Despite the long standing rule, problems arose when UIM/UM insurers were not active in settlement negotiations which prompted plaintiff’s to make claims of bad faith pursuant to Virginia Code section 8.01-66(D)1 which has been held to apply to UM carriers and their pretrial behavior.2
The Virginia Supreme Court seems to put to rest to this dilemma in Manu v. GEICO Cas. Co., 798 S.E.2d 598 (2017). In Manu, the plaintiff sued Mr. Boateng and John Doe for personal injuries received in a multi-vehicle accident. Boateng tendered his policy limits of 25k and plaintiff pursued GEICO’s uninsured provision seeking additional recovery due to John Doe’s negligence. GEICO refused to participate in settlement negotiations and defended John Doe. The jury returned a verdict in favor of plaintiff for $68k and GEICO paid its UM exposure.
Subsequently, plaintiff sued GEICO alleging bad faith pursuant to 8.01-66.1(D) and sought to recover the amount above UM coverage in addition to attorney’s fees. GEICO filed a demurrer which was sustained by the trial court and plaintiff’s case was dismissed with prejudice.

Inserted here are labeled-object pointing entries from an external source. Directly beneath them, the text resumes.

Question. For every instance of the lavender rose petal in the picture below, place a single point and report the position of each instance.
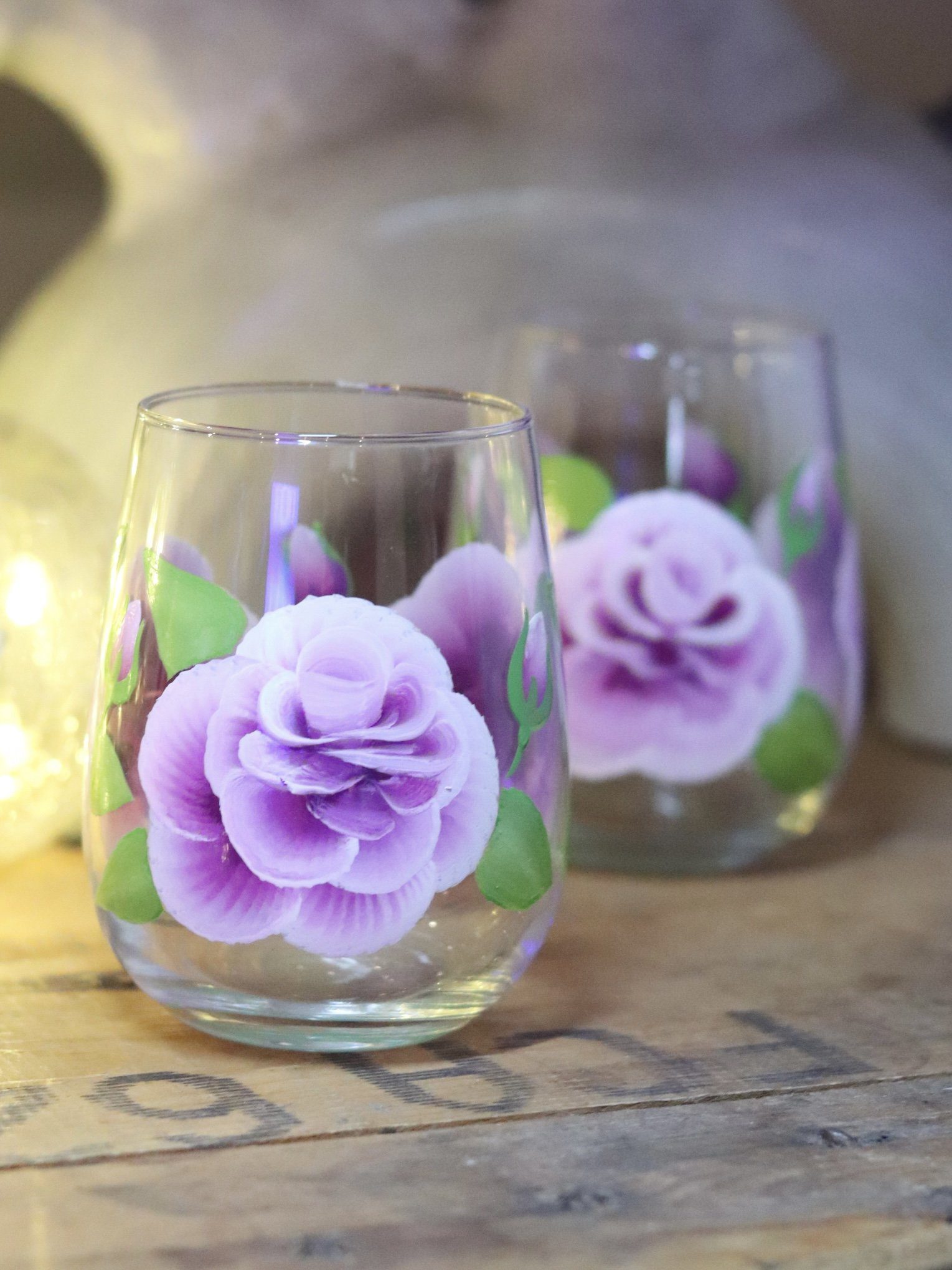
(209, 889)
(301, 771)
(336, 922)
(387, 863)
(234, 718)
(278, 838)
(681, 644)
(172, 755)
(469, 818)
(470, 604)
(333, 762)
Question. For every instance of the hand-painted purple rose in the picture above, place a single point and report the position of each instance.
(470, 604)
(827, 579)
(709, 468)
(679, 644)
(321, 784)
(123, 648)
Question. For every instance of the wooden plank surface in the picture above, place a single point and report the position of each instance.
(732, 1072)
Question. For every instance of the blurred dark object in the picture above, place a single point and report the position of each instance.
(54, 193)
(941, 121)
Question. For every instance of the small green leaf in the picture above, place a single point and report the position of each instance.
(803, 750)
(516, 869)
(194, 620)
(800, 530)
(574, 490)
(110, 789)
(529, 710)
(332, 551)
(127, 888)
(123, 689)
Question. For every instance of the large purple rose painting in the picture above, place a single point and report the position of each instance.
(321, 774)
(696, 644)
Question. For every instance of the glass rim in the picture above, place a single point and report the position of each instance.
(150, 410)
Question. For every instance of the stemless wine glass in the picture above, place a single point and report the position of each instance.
(326, 798)
(707, 579)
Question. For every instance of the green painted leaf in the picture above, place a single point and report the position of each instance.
(575, 491)
(123, 689)
(127, 888)
(800, 530)
(194, 620)
(530, 710)
(516, 869)
(108, 785)
(334, 556)
(803, 750)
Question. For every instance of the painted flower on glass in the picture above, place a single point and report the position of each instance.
(681, 645)
(806, 534)
(321, 784)
(470, 605)
(710, 469)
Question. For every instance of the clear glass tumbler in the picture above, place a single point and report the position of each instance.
(709, 584)
(326, 799)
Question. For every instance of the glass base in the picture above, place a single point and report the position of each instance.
(610, 850)
(644, 827)
(442, 975)
(318, 1036)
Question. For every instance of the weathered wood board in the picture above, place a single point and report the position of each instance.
(739, 1072)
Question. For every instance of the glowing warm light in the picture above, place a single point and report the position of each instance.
(14, 747)
(27, 591)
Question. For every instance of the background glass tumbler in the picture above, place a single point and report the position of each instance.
(326, 798)
(709, 584)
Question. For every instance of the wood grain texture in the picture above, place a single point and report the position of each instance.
(733, 1073)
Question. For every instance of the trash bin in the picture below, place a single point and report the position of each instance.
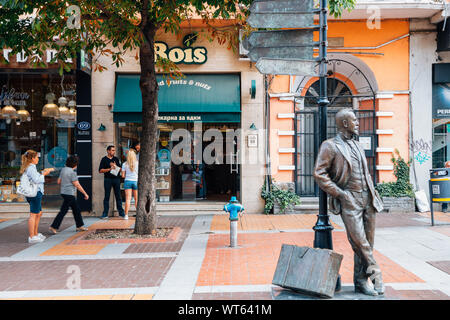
(439, 187)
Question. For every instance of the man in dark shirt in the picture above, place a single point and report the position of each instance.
(110, 167)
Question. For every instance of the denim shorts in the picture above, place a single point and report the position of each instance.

The Supreme Court reaffirmed its holding in Midwest Mutual and began by reasserting the principal that “an insured must be legally entitled to recover the damages he is seeking before a UM carrier’s obligation to pay arises.” Manu, 798 S.E.2d at 598. That “legal entitlement” comes into existence only after the insured obtains a judgment. Id.

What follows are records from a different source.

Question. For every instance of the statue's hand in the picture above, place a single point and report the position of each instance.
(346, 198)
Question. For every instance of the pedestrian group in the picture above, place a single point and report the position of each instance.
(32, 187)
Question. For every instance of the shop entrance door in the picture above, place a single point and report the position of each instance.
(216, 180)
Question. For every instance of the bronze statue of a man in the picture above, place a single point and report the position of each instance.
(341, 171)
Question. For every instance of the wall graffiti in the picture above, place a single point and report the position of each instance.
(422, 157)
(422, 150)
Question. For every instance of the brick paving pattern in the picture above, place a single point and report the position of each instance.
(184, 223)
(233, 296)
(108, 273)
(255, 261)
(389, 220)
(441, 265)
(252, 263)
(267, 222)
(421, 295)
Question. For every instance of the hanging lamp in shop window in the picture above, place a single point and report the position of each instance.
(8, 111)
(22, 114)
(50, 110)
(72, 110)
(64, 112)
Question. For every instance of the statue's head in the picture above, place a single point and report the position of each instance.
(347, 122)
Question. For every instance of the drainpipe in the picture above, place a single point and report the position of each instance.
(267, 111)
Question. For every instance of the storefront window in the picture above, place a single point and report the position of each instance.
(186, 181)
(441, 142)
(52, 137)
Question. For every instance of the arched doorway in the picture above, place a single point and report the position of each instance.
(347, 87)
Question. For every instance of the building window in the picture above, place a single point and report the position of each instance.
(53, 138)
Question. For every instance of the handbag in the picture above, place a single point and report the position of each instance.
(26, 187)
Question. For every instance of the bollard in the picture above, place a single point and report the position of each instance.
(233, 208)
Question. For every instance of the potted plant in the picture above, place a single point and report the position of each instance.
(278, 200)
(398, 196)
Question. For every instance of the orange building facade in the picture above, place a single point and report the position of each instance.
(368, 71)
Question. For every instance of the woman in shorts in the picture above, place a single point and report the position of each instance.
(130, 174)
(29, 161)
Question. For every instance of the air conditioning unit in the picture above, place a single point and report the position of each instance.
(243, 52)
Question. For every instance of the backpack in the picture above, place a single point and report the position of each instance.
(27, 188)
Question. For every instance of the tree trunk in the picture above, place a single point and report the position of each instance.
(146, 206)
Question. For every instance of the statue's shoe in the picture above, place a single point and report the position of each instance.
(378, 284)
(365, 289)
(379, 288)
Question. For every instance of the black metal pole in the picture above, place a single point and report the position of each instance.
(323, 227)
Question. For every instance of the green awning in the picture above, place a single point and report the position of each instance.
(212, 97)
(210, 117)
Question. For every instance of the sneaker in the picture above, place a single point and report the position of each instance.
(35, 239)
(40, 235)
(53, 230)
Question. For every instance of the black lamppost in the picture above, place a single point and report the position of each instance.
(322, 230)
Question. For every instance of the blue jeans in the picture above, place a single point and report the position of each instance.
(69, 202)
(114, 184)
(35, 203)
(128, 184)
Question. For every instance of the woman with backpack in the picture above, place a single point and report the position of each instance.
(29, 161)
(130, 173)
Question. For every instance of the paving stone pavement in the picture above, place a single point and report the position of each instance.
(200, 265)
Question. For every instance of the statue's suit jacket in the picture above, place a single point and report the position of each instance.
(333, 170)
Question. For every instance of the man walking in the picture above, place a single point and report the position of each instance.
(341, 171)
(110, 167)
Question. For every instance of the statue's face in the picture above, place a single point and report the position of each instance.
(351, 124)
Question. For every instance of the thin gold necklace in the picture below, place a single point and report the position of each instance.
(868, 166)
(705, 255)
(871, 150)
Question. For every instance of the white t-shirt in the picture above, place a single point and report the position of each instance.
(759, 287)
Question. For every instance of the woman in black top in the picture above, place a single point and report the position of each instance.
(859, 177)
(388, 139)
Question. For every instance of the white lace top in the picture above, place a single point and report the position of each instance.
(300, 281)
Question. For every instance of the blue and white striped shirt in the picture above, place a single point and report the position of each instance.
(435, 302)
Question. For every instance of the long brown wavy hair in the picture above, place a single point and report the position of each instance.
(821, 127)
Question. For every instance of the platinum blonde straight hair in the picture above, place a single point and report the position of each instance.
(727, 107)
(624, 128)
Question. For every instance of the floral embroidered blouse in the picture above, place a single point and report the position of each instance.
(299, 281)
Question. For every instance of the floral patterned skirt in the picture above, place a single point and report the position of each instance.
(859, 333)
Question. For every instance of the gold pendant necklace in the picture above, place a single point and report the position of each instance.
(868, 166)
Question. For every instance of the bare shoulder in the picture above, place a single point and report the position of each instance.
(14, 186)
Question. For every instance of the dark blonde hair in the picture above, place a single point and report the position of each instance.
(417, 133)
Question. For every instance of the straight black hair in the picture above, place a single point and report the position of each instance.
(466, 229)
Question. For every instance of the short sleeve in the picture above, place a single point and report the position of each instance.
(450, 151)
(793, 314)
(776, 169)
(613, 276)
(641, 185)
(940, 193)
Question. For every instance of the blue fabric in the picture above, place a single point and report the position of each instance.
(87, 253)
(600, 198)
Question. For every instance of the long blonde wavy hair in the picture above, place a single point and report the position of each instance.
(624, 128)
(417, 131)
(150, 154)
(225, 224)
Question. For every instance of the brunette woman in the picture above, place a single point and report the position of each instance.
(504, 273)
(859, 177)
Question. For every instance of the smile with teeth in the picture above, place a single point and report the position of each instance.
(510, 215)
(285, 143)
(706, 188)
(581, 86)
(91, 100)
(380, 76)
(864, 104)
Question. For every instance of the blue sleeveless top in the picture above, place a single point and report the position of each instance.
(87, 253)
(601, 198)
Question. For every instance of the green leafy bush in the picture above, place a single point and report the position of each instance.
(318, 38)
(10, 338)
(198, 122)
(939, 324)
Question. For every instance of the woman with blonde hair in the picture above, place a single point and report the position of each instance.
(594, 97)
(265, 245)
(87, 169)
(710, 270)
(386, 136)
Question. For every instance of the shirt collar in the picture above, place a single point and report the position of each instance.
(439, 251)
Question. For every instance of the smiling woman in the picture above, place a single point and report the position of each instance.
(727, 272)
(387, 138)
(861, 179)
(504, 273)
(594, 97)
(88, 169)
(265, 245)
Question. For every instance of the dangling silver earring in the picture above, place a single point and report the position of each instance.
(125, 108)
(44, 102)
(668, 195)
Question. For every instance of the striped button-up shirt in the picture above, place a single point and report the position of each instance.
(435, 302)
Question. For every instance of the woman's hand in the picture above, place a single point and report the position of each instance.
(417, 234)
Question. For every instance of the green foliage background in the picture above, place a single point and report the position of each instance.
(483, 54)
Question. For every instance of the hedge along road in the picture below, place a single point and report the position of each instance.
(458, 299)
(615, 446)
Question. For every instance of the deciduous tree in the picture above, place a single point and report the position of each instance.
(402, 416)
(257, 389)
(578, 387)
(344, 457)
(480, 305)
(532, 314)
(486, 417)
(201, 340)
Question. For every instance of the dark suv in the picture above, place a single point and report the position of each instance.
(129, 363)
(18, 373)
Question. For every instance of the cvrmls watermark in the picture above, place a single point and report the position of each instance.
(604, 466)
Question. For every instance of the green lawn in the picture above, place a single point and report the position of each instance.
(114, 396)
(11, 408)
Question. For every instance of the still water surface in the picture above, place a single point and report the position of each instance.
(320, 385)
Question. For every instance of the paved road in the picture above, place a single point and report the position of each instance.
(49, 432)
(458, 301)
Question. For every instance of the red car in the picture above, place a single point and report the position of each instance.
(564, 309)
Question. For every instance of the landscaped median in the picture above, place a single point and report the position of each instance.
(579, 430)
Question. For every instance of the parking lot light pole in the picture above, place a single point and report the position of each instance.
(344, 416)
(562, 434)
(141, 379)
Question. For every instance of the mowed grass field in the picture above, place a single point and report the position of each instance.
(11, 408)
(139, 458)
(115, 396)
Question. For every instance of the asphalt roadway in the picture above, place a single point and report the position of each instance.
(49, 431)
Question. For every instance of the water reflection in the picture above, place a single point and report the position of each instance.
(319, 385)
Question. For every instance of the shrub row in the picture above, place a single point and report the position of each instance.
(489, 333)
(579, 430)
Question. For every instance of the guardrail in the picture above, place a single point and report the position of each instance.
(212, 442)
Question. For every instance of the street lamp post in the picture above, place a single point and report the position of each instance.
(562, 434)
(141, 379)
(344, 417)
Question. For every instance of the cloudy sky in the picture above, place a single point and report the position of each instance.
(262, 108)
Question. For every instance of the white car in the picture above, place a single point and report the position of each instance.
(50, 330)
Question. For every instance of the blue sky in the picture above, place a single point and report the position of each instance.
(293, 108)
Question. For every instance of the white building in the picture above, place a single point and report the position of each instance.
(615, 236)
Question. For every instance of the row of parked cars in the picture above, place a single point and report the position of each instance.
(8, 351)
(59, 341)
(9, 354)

Thus, the Court agreed that section 8.01-66(D)(1) does provide a bad faith cause for insureds, but it does not “impose any additional conditions upon insurers; it provides a remedy to insureds against insurers who arbitrarily refuse to pay claims they owe under the terms of the insurance contract”. Manu at 606. In effect, the holding reaffirms that position that the statute does not create a duty for UM carriers to settle a case prior to trial and this is why Manu’s complaint was dismissed with prejudice. Id. at 609.

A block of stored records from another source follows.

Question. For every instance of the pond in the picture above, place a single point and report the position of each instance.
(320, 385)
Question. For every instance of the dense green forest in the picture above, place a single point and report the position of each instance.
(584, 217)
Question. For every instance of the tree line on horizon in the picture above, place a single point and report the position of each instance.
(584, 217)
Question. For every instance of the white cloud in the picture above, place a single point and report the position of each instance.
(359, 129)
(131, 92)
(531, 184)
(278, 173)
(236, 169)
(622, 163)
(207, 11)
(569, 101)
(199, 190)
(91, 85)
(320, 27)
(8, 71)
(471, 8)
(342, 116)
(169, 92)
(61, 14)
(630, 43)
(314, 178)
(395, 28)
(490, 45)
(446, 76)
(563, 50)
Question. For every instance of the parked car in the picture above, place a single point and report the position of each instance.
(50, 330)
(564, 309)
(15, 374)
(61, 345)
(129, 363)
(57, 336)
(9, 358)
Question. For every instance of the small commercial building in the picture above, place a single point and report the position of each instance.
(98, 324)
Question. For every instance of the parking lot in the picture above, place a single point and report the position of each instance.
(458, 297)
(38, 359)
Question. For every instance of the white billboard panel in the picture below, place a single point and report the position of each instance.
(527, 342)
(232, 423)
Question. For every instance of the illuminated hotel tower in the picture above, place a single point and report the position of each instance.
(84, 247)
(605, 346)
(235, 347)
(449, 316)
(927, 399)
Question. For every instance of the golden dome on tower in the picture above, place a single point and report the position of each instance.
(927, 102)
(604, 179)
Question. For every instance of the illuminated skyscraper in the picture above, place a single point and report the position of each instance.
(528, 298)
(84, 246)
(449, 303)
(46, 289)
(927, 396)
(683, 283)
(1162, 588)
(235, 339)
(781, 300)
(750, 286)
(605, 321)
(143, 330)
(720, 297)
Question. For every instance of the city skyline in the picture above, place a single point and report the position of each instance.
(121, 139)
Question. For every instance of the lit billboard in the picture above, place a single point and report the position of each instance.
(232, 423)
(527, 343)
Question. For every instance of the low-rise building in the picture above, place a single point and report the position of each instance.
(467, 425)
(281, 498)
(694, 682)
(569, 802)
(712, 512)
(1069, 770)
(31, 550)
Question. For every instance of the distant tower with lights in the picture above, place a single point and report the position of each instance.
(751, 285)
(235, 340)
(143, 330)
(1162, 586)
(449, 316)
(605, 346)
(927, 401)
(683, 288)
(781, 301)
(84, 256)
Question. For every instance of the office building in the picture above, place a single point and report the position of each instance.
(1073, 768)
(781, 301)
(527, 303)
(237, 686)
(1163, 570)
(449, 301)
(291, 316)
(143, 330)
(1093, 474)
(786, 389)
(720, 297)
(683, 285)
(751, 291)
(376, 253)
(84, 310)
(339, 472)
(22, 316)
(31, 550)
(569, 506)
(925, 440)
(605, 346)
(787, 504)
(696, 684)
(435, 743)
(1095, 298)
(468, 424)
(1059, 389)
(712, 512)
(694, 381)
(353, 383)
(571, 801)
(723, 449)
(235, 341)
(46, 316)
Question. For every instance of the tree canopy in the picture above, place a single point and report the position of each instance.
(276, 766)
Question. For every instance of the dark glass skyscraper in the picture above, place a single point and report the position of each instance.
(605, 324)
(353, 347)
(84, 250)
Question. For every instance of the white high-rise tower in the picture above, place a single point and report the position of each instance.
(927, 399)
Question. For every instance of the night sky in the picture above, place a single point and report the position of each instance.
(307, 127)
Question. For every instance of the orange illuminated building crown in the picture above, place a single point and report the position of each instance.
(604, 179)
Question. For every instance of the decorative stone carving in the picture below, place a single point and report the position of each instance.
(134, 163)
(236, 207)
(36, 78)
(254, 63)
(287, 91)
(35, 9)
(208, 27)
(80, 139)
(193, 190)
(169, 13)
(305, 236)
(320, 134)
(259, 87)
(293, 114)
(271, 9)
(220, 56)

1 Whenever a court of proper jurisdiction finds that an insurance company licensed in this Commonwealth to write insurance as defined in § 38.2-124 denies, refuses or fails to pay to its insured a claim of more than $3,500 in excess of the deductible, if any, under the provisions of a policy of motor vehicle insurance issued by such company to the insured and it is subsequently found by the judge of a court of proper jurisdiction that such denial, refusal or failure to pay was not made in good faith, the company shall be liable to the insured in the amount otherwise due and payable under the provisions of the insured’s policy of motor vehicle insurance, plus interest on the amount due at double the rate provided in § 6.2-301 from the date that the claim was submitted to the insurer or its authorized agent, together with reasonable attorney’s fees and expenses.
2 Copenhaver v. Davis, 31 Va. Cir. 227 (1993, Louisa Cir. Ct.) was probably the first Court to rule this way, basing its decision in part on the idea that Va. Code § 8.01- 66.1 (D) “intended to provide and does provide a remedy for pre-trial bad faith behavior by insurance companies.” Copenhaver, 31 Va. Cir. at 227.